With business operations shifting to a distributed, decentralized way of working, the need for organizations to migrate to the Cloud has become acute in recent years. In fact, research and advisory firm Gartner predict that by 2023, as much as 40 percent of enterprise workloads will be migrated to the Cloud.
The big question is, “Should your organization migrate to the Cloud? What are the security risks to keep in mind when you decide to take the plunge?” Here’s our take on what you need to know as cloud migration becomes the next step to scale your business.
Why should you migrate to the cloud?
Cloud migration almost works like moving your data from one physical data center to another in order to reap the benefits of a cloud environment. The main difference is that when migrating to the cloud, you don’t need to physically haul and secure any hardware, like what you have to do when moving to a new (physical) location.
Organizations of all sizes and industries can benefit from cloud migration. For small and medium-sized organizations (SMBs), cloud migration allows them to be nimble and adaptive to the vast changes within a short amount of time. For larger enterprises, offloading at least part of their infrastructure to the cloud enables them to focus on innovating and growing the business without worrying too much about the overhead costs.
There are numerous benefits of migrating to the cloud for organizations of all sizes. Some of these include:
1. Reduced Costs
Migrating to the Cloud (either fully or partially) reduces the cost associated with maintaining the physical equipment since the Cloud Service Provider (CSP) does this for you. For instance, consider the scenario of five-year price comparison.
Let’s assume that you refresh your infrastructure every five years. You’ll buy your new server in the first year and you’ll replace it in the fifth year (as the technology becomes obsolete or there is wear-and-tear of hardware with use). With a cloud infrastructure, you can potentially save up to an average of 79% in your IT budget by opting for a cloud solution.
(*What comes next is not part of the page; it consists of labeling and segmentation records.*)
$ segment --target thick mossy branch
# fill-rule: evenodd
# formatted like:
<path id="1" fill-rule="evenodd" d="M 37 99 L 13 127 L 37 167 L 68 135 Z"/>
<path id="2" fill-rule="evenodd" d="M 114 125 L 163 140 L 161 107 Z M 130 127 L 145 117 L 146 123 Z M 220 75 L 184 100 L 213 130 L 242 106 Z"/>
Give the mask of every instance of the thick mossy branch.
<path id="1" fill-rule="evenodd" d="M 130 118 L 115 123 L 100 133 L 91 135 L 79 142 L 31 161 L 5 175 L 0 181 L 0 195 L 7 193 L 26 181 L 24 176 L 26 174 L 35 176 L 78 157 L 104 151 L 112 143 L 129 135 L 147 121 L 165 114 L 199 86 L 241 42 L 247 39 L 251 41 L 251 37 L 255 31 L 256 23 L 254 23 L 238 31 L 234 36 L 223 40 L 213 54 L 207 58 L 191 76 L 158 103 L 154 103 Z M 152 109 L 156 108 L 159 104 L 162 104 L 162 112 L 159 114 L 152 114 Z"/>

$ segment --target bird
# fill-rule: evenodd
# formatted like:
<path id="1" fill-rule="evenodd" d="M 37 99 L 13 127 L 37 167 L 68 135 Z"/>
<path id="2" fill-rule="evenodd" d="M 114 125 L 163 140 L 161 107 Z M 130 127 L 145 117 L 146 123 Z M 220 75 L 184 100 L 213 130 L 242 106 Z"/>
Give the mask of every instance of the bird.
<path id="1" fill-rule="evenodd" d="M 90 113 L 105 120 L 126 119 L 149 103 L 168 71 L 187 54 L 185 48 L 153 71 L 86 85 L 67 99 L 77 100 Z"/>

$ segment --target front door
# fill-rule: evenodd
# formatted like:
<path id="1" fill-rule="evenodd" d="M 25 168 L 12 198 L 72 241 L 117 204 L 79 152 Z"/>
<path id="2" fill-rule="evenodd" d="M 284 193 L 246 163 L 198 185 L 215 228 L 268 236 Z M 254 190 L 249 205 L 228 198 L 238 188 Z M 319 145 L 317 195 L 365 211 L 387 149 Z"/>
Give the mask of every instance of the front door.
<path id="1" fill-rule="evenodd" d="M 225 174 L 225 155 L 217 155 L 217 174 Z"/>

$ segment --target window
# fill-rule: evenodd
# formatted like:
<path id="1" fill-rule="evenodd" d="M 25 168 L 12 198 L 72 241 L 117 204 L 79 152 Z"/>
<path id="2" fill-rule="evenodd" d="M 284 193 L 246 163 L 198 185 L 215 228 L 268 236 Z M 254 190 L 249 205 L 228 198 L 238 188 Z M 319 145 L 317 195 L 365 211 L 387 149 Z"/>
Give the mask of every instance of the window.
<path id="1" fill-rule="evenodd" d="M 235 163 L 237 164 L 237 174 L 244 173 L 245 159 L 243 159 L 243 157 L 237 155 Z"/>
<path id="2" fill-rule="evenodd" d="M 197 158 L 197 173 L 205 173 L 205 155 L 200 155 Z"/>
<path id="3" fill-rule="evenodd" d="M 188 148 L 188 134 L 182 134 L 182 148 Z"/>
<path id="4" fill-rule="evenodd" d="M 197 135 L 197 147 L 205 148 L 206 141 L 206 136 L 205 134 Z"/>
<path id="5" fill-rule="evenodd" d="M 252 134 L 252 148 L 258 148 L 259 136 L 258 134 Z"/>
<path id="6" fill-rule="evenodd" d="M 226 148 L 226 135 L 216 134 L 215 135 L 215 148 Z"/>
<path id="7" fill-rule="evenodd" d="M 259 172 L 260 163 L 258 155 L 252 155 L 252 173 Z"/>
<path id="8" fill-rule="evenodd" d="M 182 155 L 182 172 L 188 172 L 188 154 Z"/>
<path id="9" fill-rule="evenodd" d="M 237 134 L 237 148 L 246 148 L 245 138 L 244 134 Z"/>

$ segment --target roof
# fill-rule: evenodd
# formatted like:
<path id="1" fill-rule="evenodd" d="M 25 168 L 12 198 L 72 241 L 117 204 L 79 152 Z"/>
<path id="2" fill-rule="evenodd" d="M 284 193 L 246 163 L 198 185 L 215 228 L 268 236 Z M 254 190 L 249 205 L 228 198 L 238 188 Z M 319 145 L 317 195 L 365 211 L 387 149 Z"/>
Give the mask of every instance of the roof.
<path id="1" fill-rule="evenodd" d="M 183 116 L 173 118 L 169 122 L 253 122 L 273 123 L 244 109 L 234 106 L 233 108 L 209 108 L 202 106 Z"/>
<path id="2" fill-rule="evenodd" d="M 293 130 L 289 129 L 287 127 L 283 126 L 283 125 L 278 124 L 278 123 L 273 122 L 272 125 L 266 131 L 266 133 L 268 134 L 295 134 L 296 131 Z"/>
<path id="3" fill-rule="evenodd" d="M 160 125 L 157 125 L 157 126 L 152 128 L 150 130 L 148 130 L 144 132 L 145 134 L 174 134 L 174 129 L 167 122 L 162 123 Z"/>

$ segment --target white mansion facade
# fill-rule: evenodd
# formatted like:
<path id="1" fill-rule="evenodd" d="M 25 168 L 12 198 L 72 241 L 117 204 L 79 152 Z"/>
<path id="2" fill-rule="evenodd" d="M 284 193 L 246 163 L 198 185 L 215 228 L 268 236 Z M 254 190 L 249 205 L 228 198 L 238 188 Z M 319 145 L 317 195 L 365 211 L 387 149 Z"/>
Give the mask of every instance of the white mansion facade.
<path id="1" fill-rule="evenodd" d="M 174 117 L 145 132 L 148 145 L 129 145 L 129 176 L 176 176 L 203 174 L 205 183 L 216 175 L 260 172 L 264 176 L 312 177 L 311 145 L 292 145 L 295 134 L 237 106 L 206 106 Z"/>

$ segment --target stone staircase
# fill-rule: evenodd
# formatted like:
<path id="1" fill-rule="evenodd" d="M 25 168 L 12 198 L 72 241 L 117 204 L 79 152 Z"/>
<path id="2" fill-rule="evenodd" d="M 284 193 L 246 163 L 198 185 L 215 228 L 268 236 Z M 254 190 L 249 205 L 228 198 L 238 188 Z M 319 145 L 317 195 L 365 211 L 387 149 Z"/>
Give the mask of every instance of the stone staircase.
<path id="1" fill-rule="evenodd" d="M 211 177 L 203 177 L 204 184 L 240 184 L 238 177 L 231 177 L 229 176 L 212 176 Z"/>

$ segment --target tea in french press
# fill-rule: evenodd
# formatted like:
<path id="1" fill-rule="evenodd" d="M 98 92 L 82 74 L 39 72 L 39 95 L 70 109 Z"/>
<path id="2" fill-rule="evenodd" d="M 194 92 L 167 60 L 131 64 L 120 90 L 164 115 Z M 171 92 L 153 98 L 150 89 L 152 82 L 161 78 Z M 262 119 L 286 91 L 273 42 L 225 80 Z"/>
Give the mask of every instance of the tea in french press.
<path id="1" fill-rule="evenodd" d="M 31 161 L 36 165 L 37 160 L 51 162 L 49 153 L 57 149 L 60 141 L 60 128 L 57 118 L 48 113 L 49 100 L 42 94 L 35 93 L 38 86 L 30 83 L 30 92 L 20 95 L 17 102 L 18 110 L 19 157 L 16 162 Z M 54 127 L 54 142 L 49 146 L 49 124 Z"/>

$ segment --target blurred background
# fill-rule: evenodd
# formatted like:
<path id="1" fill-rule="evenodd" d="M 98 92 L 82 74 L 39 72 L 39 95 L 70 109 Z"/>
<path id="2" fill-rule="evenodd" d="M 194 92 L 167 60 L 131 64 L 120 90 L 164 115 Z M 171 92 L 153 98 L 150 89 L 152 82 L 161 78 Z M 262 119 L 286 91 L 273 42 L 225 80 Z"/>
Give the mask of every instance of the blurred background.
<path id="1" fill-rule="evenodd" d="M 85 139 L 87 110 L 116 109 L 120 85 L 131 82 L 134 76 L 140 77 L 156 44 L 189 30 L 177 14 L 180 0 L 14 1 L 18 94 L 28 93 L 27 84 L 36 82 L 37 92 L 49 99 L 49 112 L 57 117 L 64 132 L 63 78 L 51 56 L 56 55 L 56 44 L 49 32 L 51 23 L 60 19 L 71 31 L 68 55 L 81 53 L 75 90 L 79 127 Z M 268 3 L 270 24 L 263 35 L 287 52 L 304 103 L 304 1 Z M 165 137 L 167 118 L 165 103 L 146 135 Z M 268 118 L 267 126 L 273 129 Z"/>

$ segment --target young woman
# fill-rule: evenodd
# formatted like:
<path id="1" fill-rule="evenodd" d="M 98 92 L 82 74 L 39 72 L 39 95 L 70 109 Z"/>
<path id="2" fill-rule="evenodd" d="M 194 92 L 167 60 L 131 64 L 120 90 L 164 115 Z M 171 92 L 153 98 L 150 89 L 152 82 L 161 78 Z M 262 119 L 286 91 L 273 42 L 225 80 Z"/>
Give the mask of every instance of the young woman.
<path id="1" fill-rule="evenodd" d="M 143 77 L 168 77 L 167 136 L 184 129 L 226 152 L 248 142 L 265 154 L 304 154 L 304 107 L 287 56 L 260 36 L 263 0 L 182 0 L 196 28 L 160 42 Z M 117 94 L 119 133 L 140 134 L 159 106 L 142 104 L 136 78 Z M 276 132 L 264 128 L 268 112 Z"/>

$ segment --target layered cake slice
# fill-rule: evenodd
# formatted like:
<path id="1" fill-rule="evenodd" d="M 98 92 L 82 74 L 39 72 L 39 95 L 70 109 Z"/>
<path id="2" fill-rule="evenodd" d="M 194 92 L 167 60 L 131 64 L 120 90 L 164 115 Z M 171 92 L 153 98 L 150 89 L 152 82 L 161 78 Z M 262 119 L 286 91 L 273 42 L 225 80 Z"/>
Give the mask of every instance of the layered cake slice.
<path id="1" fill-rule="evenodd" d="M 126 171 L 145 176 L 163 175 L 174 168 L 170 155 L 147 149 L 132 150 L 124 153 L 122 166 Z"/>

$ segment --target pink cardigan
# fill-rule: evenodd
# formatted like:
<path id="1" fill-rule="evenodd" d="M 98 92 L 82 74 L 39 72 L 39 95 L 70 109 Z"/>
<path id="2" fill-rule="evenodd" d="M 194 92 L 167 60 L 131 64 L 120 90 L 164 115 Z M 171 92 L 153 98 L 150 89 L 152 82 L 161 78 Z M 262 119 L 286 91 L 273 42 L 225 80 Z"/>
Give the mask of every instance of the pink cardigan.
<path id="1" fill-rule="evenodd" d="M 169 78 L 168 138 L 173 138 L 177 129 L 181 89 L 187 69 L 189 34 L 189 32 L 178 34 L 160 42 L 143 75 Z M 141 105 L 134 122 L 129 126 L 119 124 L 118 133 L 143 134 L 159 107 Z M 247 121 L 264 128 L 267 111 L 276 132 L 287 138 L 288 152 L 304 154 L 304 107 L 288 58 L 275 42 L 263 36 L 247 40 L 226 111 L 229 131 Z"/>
This leaves more budget for things that bring your organization more business value and room to innovate.
2. Greater Agility and Scalability
Cloud infrastructure allows you to only use what you need and adapt to your business’s changing needs. You neither waste extra hardware capacity nor be constrained with them in case of the demand changes, providing you scalability at its best.
3. Access to the Latest Technologies
A major drawback of on-premise applications is that most of their contracts require either a long lock-in period or end up obsolete after a few years. Making use of cloud infrastructure allows you to take advantage of the latest technologies without worrying about negotiating contract terms or becoming obsolete in the long run.
4. Greater Productivity and Growth Opportunities
In a business environment where more companies have a distributed workforce located in several locations, migrating to the cloud enables your staff to access workloads from anywhere with Internet access. A global organization unlocks more potential opportunities and markets, therefore adding more to your growth pipeline.
5. Improved Security
Cloud computing, unlike on-premise infrastructure, operates on the principle of shared responsibility. Cloud solution providers (CSP), who are responsible for the security of the cloud, ensure that their data and operations centers remain secure and compliant with the relevant standards. This takes away some security woes off your hands and leaves you some time and mental bandwidth to focus on other tasks.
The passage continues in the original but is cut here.